At any one point during the workday at C&C Salon in the Galleria at Crystal Run, someone is cleaning something.
Including this Town of Wallkill location, Giuseppe Acampora and his family operate seven salons in New York, New Jersey and Connecticut.
While the state’s COVID-19 reopening regulations delayed the reopening of his Hudson Valley locations, Acampora and his staff spent countless hours cleaning, rearranging for social distancing, updating clients, and rescheduling appointments.
When the salon was finally allowed to reopen, they were ready, Acampora said, and so were the regular clients.
“We’ll take their temperature.

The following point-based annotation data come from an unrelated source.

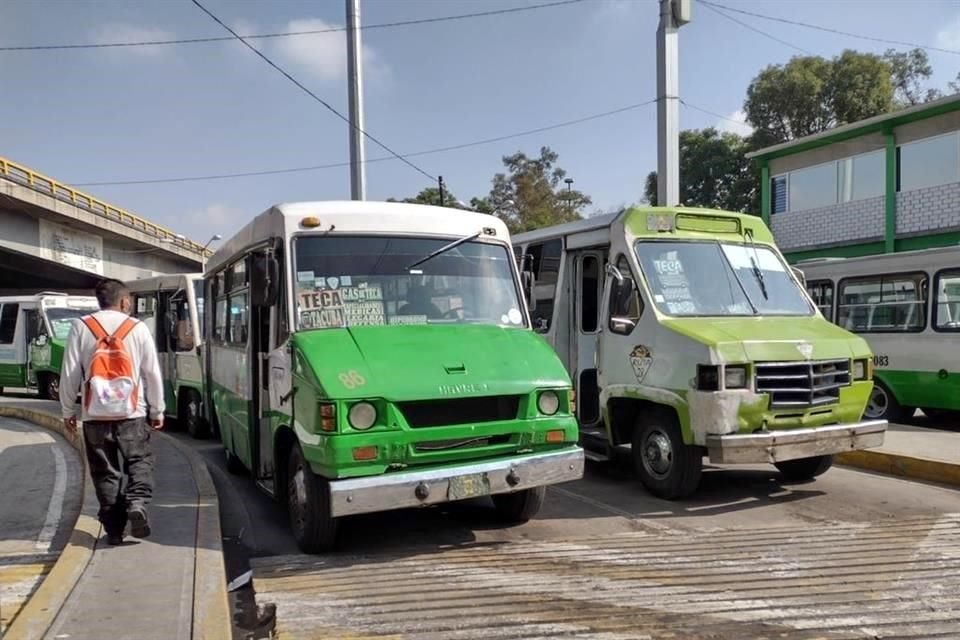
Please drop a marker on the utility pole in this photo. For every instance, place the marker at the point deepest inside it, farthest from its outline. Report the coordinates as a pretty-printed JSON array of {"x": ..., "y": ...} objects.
[
  {"x": 673, "y": 14},
  {"x": 358, "y": 186}
]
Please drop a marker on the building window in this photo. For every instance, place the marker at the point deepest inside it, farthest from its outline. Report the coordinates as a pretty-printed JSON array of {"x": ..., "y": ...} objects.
[
  {"x": 947, "y": 313},
  {"x": 813, "y": 187},
  {"x": 862, "y": 176},
  {"x": 8, "y": 322},
  {"x": 929, "y": 162},
  {"x": 883, "y": 304}
]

Then we’ll escort them into the back of the salon,” Acampora said during a brief tour of the updated salon.
“We have these markers that show us where to go,” he said, pointing at arrows meant to minimize contact by keeping clients in one direction around the reception area.
The client would then arrive at a newly disinfected station and be draped in a disposable cape.
No clients would be in the chairs on either side.
Every other station is blocked with yellow police tape to ensure no one even casually sits in the chairs.
“We’re making sure that within your six-foot bubble — within anyone’s six-foot bubble — it’s just going to be you and your stylist,” Acampora said of the changes. “This has kind of been the industry norm now ever since we opened back up.”
“It’s working well,” hair stylist Diane Butler said.
Butler said she is getting her clients back, and she can still work a full schedule despite the occupancy restrictions.
The hardest adjustment: wearing the mask and working around the clients’ masks.
“That’s the only adjustment we’ve felt like we need to make here,” Butler said.
“As they receive the haircut, as they maneuver around the ear, we ask that they hold their mask,” Acampora said, demonstrating with his own mask. “Then we can take the mask off on the one side, and they can clean around that area. Once that’s all finished, we put it back on and we repeat the process on the other side.”
Butler’s client, Virginia Rodriguez, was getting her first professional haircut since before the COVID-19 pandemic began.
She has no problems with the rules, even if she needs to be reminded. She began walking straight back to the station once her name was called, and Acampora quickly caught up with her to take her temperature.
“We have to do what we have to do to help each other out and keep each other safe,” Rodriguez said. “So I agree with everything.”
The end of a haircut is the beginning of the next.
“Once the client is finished, we dispose of the cape, sanitize the station again, before bringing in the next client,” said Acampora.